Na sexta-feira, às 20h, ocorrerá a abertura no Teatro Levino de Alcântara, com a apresentação do Trio de Música Medieval, Duo2x4, Wilzi Carioca e Moema Craveiro Campos, Paulo André Tavares & Oswaldo Amorim e o grupo Logo Ritmo. Sábado, a partir das 8h30, o Teatro Carlos Galvão receberá recital de música de câmara, show de jazz e de cantores de música popular brasileira e orquestra.


O encerramento, às 20h, no Pátio Brasília, terá como atração a Brasília Popular Orquestra. Manoel Carvalho, fundador e maestro da Brapo, lembra que, ao chegar a Brasília, vindo de Pernambuco, recebeu ótima acolhida de Alcântara, ao tornar-se professor da Escola de Música. “Com o incentivo dele criei na EMB um quarteto de clarineta e um grupo de chorinho; e, posteriormente, a Brasília Popular Orquestra, uma jazz band, que mantenho até hoje.”


Maria Barros, com formação em canto erudito, aposentou-se na EMB como mestra e coordenadora de música popular. Ela conta que, por 10 anos, entre 1982 e 1992, fez parte do Madrigal de Brasília, criado por Alcântara. Maria participará das comemorações, e lembra: “Eu era muito jovem quando me casei com o violista Lénin Lima, e não tínhamos recursos para alugar um lugar para morar. O maestro, que era atento a tudo, nos alojou em duas salas do auditório, que seria uma espécie de camarim.”


Quem também tomará parte da homenagem ao maestro é Jaime Ernest Dias, que se apresentou como professor de violão da escola. Ele entrou para a instituição como aluno e diz que guarda na memória o quanto Levino de Alcântara, como diretor, se dedicava à instituição. “Me recordo que ele permanecia na escola da manhã à noite, cuidando para que tudo funcionasse bem”.


Admiração: Davson de Sousa, atual diretor da Escola de Música, revela que está ligado à entidade desde 1980.”Filho de Nivaldo de Souza, que, à época, era professor de flauta transversal, entrei para a escola ainda jovem como aluno. Meu pai sempre falava do maestro Levino com grande admiração, pela maneira como ele exercia o cargo de diretor, sempre enérgico, mas com sensibilidade em relação ao funcionamento de todos os setores da EMB”. Ele acrescenta: “Desde o começo do mês estamos realizando uma série de eventos para celebrar o centenário do eterno maestro, que culmina com o Levino Mil Vozes, no próximo fim de semana”.
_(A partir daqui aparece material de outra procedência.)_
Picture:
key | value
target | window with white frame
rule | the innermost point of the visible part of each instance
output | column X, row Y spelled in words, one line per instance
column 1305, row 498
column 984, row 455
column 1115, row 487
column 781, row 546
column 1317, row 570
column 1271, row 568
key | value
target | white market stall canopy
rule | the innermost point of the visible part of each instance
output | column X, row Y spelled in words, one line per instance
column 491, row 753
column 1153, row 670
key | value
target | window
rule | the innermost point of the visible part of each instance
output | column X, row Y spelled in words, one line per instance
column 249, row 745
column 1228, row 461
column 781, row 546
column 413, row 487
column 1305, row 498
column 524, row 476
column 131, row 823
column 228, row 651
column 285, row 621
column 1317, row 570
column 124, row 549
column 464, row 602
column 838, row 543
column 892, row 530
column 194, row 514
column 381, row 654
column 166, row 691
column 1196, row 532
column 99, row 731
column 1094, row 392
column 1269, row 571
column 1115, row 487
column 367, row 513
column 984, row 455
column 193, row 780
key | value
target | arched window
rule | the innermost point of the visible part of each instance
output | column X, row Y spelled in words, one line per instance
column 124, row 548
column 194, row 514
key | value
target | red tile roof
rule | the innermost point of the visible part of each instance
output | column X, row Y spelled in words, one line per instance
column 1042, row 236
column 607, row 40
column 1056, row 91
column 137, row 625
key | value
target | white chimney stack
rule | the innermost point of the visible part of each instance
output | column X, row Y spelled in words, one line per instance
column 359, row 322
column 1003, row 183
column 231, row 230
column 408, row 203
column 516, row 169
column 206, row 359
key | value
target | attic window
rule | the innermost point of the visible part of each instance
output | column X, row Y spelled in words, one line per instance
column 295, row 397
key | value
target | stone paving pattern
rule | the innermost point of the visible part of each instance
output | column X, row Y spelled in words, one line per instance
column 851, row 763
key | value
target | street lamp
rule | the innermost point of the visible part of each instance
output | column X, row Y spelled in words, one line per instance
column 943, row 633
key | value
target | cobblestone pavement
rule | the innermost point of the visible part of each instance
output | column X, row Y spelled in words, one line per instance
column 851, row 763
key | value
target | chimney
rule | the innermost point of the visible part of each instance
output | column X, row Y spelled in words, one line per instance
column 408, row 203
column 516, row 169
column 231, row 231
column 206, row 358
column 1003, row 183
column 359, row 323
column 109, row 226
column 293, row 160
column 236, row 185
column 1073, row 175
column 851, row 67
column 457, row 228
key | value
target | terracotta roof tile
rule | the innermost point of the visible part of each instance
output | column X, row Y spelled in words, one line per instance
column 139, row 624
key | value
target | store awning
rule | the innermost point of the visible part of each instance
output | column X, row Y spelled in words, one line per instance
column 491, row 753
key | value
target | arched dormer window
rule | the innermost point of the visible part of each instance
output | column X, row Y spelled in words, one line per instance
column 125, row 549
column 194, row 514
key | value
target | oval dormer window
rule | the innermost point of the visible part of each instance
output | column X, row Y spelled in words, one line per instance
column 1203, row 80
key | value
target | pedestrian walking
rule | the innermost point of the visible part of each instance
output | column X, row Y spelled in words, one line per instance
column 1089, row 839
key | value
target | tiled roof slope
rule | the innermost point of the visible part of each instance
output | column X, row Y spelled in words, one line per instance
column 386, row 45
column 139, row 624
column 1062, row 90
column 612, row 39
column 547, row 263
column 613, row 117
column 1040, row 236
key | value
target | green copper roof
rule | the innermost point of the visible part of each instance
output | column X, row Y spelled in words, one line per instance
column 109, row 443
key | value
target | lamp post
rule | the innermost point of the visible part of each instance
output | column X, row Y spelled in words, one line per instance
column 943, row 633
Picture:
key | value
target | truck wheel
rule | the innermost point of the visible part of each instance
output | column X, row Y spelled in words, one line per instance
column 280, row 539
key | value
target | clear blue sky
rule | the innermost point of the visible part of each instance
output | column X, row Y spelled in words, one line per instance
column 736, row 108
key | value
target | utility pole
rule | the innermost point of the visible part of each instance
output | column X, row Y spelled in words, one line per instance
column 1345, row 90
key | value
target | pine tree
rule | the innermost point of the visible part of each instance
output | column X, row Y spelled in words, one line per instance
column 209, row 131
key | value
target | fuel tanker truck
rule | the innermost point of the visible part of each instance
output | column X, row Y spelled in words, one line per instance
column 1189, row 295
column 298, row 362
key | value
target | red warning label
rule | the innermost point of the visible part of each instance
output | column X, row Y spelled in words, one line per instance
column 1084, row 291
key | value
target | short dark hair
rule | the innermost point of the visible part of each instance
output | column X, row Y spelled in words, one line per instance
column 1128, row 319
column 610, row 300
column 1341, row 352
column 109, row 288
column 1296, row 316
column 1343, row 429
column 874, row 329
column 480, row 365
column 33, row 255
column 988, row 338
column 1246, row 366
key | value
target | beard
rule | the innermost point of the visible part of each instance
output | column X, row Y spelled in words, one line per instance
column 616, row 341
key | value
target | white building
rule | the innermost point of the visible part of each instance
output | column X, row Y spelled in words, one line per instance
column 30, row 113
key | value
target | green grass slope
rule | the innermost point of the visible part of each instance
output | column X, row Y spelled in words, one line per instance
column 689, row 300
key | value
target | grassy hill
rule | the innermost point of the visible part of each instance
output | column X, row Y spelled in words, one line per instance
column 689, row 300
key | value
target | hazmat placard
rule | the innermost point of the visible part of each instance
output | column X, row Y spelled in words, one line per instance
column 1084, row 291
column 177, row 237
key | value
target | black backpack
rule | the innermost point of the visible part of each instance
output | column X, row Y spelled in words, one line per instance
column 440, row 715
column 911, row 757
Tido como visionário, Levino de Alcântara, passando pela 602 Sul, no final dos anos 1960 observou um terreno sem nenhuma edificação e achou que ali poderia instalar a Escola de Música de Brasília. Ocupou o local, plantou pés de pitanga, para delimitar a área e depois entrou em contato com órgãos da Prefeitura do Distrito Federal, que concordaram que ali fosse instalada a Escola de Música de Brasília, cuja sede ficou pronta em 1974.


Pernambucano de Recife, Alcântara foi descoberto pelo legendário Eleasar de Carvalho, então maestro da Orquestra Sinfônica do Teatro Municipal do Rio de Janeiro, que o levou para aquela cidade. A Brasília, ele chegou em 1960 e logo foi aprovado em concurso para a Fundação Educacional do Distrito Federal. Em 1963, criou um coral no Centro de Ensino Médio Ave Branca (Cemab). Com aqueles coralistas e os do Elefante Banco, no Plano Piloto, surgiu o Madrigal de Brasília, já no âmbito da Escola de Música.


Quando se aposentou na EMB em 1985, mudou-se para o Pará, onde criou uma escola de música em Conceição do Araguaia. Já fragilizado por um câncer, esteve em Brasília em 2013 para ser homenageado no cinquentenário do Madrigal. Morreu no ano seguinte.